My understanding of the publishing industry is that publishers lose money on basically 99 percent of the books they publish every year, and get into the black on just a few blockbusters. Publishers say they can’t fact-check all the books they print. I’m not all that sympathetic to this (‘it would be super hard’ is rarely a convincing defense for a multinational corporation), but more books rather than fewer is a good thing, and the reality is that publishers aren’t gonna put a New Yorker-style confirmation apparatus in place overnight.
I feel like a first step toward more accuracy in publishing is for authors to be much more accountable to their sources. Lehrer is basically accused of coming up with a conclusion first, then arranging his quotes and sources to confirm it. From what I know from my (brief) experience as an actual journalist, this is pretty standard practice. You hear about a story, you read a bit, you write it up, and you leave spaces with tags like quote from Yankees fan goes here or need Census data for this paragraph to fill in later. Good journalists will, obviously, change the story if their facts contradict their conclusions, but the actual methodology is fairly widespread.
The problem with this approach is that it conceives of sources as Mad Libs generators. You need a quote from someone, you call them up, you get them to talk til they say something that will fill the hole, you hang up. In journalism school you’re told a million times that sources aren’t allowed to see the final story before it’s published, and don’t get to amend their quotes.
This maybe makes sense for political journalism, where sources have an incentive to make themselves look good. If you’re interviewing them about some aspect of their job performance as a public official, they might try to spin you in a particular way if they know what you’re writing. Fine.
But science journalism is different. In the kinds of books and articles Lehrer was writing, his sources’ incentives were aligned with his own. Scientists want their work to reach a mass audience, and for articles to portray their results accurately.
I mean, check this out:
If Lehrer was misusing science, why didn’t more scientists speak up? When I reached out to them, a couple did complain to me, but many responded with shrugs. They didn’t expect anything better. Mark Beeman, who questioned that “needle in the haystack” quote, was fairly typical: Lehrer’s simplifications were “nothing that hasn’t happened to me in many other newspaper stories.”
Maybe book publishers can’t independently verify every single fact in every single book. But they can certainly call five or ten of their authors’ main sources, show them some chapters, and ask them if their work is being fairly represented. If Lehrer knew that his work would be shown to people he interviewed and the authors of studies he cited, he would have been much less likely to distort their findings.
Yes, this approach has problems. Maybe the sources are dicks, and they don’t want a journalist broadcasting their results. Maybe they’re crazy-academic, and they don’t want their work published unless it’s drowning in jargon and caveats.
But maybe they’re not. Maybe they want to help make sure their work is fairly represented.
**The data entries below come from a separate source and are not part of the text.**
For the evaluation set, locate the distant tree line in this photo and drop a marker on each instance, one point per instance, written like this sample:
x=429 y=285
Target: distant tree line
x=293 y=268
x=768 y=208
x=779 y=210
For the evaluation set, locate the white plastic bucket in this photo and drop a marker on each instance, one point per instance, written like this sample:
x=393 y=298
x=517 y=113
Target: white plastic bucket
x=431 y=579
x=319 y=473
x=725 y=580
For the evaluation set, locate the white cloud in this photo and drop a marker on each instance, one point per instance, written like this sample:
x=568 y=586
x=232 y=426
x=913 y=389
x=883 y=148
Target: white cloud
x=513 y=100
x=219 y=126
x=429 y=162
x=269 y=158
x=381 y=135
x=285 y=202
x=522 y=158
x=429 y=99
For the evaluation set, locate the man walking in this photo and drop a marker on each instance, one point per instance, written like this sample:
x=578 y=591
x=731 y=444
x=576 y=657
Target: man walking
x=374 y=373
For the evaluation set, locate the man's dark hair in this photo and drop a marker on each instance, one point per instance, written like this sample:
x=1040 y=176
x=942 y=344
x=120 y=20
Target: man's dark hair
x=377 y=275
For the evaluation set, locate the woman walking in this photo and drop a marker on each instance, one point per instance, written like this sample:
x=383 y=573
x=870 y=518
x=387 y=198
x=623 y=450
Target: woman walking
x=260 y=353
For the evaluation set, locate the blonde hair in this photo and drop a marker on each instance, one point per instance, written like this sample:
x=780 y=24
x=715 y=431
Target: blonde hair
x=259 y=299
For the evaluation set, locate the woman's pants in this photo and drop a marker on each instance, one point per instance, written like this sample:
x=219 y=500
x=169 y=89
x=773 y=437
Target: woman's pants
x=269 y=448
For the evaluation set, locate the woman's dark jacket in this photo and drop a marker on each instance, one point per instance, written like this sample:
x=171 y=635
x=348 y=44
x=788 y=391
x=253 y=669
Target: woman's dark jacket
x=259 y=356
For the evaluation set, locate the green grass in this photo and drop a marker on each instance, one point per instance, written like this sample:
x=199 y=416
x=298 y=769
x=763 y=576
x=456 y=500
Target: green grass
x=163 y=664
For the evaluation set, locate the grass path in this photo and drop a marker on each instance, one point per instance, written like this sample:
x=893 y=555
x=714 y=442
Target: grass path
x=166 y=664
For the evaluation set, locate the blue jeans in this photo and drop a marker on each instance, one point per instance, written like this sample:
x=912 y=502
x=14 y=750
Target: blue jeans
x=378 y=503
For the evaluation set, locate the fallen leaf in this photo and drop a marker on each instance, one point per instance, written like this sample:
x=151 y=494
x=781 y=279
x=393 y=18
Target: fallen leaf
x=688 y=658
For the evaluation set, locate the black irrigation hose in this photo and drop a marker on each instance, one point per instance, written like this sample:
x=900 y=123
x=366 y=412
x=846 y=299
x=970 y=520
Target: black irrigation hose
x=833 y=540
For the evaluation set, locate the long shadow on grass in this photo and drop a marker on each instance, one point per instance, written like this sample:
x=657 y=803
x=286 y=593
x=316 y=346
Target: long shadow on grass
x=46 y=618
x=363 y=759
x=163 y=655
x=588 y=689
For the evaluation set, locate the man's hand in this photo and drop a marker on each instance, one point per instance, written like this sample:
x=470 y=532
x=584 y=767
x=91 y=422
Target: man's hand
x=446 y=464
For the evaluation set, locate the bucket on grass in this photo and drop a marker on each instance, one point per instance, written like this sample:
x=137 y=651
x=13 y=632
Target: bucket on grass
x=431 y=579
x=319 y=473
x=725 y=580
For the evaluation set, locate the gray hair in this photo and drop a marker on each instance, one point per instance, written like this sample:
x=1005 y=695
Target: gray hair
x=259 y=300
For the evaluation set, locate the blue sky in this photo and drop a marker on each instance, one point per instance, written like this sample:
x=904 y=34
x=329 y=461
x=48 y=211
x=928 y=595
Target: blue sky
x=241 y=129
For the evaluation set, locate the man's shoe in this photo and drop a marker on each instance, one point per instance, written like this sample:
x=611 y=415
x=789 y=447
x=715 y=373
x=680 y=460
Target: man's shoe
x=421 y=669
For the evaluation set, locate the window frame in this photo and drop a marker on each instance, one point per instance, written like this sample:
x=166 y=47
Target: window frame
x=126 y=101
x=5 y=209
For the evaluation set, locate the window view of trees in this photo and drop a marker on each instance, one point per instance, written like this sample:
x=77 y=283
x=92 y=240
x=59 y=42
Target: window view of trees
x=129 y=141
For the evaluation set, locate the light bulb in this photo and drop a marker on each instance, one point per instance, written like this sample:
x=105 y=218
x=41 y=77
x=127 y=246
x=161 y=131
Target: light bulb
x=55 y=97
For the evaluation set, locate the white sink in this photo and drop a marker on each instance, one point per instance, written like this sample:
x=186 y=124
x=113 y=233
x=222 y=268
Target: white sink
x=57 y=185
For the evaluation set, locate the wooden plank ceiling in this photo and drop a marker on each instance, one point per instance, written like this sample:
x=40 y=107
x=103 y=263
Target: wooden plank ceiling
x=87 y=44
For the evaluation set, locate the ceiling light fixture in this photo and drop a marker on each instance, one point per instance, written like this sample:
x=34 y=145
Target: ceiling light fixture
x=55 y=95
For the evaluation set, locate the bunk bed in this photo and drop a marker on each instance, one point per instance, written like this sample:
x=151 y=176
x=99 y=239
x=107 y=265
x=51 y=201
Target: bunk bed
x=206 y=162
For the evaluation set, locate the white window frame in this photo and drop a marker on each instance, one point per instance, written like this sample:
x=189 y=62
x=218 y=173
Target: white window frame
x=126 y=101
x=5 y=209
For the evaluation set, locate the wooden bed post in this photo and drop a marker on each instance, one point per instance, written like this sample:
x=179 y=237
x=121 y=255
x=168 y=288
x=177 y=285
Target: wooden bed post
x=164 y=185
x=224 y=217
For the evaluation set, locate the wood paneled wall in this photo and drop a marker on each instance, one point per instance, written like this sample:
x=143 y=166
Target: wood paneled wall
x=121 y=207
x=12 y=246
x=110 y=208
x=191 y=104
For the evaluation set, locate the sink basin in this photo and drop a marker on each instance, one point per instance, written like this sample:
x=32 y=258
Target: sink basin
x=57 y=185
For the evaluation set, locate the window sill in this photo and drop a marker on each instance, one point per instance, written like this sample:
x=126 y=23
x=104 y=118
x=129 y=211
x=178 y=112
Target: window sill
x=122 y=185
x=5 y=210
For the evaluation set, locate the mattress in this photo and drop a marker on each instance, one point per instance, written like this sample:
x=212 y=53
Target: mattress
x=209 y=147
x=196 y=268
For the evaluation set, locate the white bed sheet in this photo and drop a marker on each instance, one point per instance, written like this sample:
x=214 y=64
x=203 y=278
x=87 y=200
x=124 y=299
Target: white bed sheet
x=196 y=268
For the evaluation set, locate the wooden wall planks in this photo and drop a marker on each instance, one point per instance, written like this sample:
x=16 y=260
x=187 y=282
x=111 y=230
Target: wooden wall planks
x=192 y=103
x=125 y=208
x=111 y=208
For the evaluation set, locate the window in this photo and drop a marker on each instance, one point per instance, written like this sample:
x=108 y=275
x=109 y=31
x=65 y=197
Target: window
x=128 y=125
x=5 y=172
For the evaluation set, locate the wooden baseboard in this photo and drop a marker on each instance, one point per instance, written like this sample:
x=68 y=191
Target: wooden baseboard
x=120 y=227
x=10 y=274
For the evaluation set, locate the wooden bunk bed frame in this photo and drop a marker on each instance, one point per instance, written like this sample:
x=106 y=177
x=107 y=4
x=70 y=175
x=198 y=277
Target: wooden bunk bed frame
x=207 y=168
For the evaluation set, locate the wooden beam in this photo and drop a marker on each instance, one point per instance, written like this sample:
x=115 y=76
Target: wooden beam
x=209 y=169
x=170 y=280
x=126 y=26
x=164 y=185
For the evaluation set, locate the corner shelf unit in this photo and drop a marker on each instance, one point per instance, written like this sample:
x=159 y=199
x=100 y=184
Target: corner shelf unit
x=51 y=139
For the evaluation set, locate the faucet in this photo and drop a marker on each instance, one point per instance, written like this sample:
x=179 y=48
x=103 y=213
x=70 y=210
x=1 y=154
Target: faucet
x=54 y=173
Maybe they want to contribute additional information that could clarify it.
Either way, I fail to see how contacting an author’s sources—and being transparent with readers about it—would be worse than the current model, in which sources are interviewed and then discarded, and play no instrumental role in how their words and their work is represented. Sources shouldn’t necessarily have the right to approve everything that’s written about their work, but they should at least be consulted.
Authors and journalists that see true stories and correct information, rather than dazzling writing, as their primary constituents, should be arguing for this themselves.
Ultimately, I think Lehrer’s real sin was not believing in his own skill as a writer. If his work had focused on how there isn’t a simple explanation for complex phenomena, how much we don’t know about intuition, how evidence doesn’t clarify the world around us, he might still have ended up famous. And maybe, he could even have ended up right.